Oleh: Radhar Tribaskoro
Komisi Pemilihan Umum (KPU) seyogyanya dilaporkan sebagai pelaku tindak kejahatan.
Kejahatan yang pertama adalah kejahatan merusak atau paling tidak menyia-nyiakan anggaran pemerintah dalam projek Sistem Informasi Penghitungan Suara (Situng) KPU. Projek tersebut gagal memberika informasi yang bisa menjadi rujukan bagi publik, caleg maupun partai politik. Akibat kegagalan itu sistem pencegahan terhadap jual-beli, penggelembungan dan penggembosan suara tidak teratasi dan situng kehilangan fungsinya sebagai sistem referensi informasi publik.
Kejahatan kedua, adalah KPU telah mengumumkan hasil sebelum KPU menjalankan perintah Bawaslu untuk memperbaiki sistem data entry Situng. Kejahatan ini menyebabkan publik tidak dapat memverifikasi hasil penghitungan manual KPU. Perlu dicatat mekanisme verifikasi oleh saksi dalam proses manual tidak credible mengingat basis informasi hitung suara yg dimiliki saksi umumnya tidak lengkap.

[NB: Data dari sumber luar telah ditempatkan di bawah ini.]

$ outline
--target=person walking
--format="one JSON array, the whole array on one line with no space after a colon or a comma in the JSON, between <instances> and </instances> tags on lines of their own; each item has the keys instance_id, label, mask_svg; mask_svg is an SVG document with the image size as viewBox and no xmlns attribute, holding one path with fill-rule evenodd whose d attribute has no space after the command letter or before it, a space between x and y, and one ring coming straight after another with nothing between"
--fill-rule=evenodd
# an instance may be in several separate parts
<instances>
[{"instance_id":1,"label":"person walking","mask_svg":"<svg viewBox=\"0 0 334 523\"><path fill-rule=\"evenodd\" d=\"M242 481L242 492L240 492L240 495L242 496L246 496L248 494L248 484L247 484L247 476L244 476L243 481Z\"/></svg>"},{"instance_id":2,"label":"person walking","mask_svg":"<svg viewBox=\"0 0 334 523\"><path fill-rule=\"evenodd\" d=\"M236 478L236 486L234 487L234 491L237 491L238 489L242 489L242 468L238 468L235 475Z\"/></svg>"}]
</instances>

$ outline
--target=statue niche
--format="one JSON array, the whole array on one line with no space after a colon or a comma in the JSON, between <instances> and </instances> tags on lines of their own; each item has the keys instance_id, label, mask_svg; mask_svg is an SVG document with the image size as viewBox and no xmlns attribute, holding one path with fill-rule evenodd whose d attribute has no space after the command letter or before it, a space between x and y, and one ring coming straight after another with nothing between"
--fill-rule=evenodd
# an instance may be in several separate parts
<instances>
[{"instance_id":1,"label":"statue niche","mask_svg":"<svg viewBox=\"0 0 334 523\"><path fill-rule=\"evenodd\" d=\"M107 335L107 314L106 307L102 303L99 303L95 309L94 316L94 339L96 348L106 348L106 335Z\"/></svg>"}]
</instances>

Kejahatan ketiga berkenaan dengan DPT yang cacat. DPT seharusnya dihasilkan melalui coklit (pencocokan dan penelitian) yaitu kunjungan langsung ke setiap pemilih, namun diketahui bahwa terdapat 17,5 juta pemilih yg tidak diveriifkasi dengan layak. Kejahatan ini meningkatkan kerentanan pemilu terhadap aksi penggelembungan suara.
Dengan ketiga kejahatan itu hasil penghitungan suara KPU sepenuhnya batal demi hukum. []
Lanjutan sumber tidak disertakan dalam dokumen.